RIYADH: Saudi Arabian Foreign Minister Adel al-Jubeir reaffirmed on Tuesday the kingdom’s willingness to deploy troops to Syria as part of US-led efforts to stabilise the conflict-torn country.
“We are in discussions with the US and have been since the beginning of the Syrian crisis (in 2011) about sending forces into Syria,” Jubeir said at a press conference in Riyadh with UN chief Antonio Guterres.
The comments were in response to a Wall Street Journal report on Monday that US President Donald Trump’s administration was seeking to assemble an Arab force, including troops from Saudi Arabia and the United Arab Emirates, to help stabilise Syria.
The report follows weekend strikes by the United States, Britain and France against Syrian leader Bashar al-Assad’s regime that hit targets they said were linked to its chemical weapons programme.
Jubeir emphasised the proposal to send its troops was “not new”.

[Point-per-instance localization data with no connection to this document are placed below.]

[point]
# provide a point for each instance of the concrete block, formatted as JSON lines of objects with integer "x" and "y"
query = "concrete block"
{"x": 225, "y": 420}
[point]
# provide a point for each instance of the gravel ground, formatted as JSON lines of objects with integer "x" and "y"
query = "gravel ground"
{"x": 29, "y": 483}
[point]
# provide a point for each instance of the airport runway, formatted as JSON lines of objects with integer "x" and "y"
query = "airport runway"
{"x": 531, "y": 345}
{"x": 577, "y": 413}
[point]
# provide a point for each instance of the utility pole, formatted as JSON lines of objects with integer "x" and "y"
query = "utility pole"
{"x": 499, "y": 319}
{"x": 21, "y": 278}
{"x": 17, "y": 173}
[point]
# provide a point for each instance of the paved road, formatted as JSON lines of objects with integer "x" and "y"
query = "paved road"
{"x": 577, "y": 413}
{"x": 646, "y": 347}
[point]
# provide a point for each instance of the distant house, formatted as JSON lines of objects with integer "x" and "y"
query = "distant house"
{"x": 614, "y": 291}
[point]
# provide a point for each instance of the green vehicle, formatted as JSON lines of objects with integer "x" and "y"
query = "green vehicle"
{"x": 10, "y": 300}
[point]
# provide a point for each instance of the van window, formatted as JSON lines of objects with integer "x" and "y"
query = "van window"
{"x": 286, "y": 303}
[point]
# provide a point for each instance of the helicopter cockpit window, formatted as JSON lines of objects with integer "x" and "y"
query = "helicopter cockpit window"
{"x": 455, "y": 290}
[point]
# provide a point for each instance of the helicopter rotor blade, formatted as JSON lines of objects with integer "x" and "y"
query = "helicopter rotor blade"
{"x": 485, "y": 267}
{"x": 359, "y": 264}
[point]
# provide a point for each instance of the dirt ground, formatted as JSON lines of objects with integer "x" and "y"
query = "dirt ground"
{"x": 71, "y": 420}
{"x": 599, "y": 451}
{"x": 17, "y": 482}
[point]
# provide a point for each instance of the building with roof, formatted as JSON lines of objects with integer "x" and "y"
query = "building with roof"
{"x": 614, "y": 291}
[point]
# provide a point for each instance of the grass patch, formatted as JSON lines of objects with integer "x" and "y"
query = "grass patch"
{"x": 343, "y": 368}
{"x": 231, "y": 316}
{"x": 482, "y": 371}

“We made a proposal to the (previous US) Obama administration that if the US were to send forces… then Saudi Arabia would consider along with other countries sending forces as part of this contingent,” he said.
Syria’s war, the most tangled of the region’s conflicts, is a key point of contention pitting Riyadh and its allies, who mainly back Sunni Muslim rebels, against regime backer Iran and its Lebanese ally Hezbollah.
Riyadh and Shiite rival Tehran also back opposing sides in other hotspots across the mainly Sunni Middle East, including Lebanon, Iraq and Saudi Arabia’s southern neighbour, Yemen.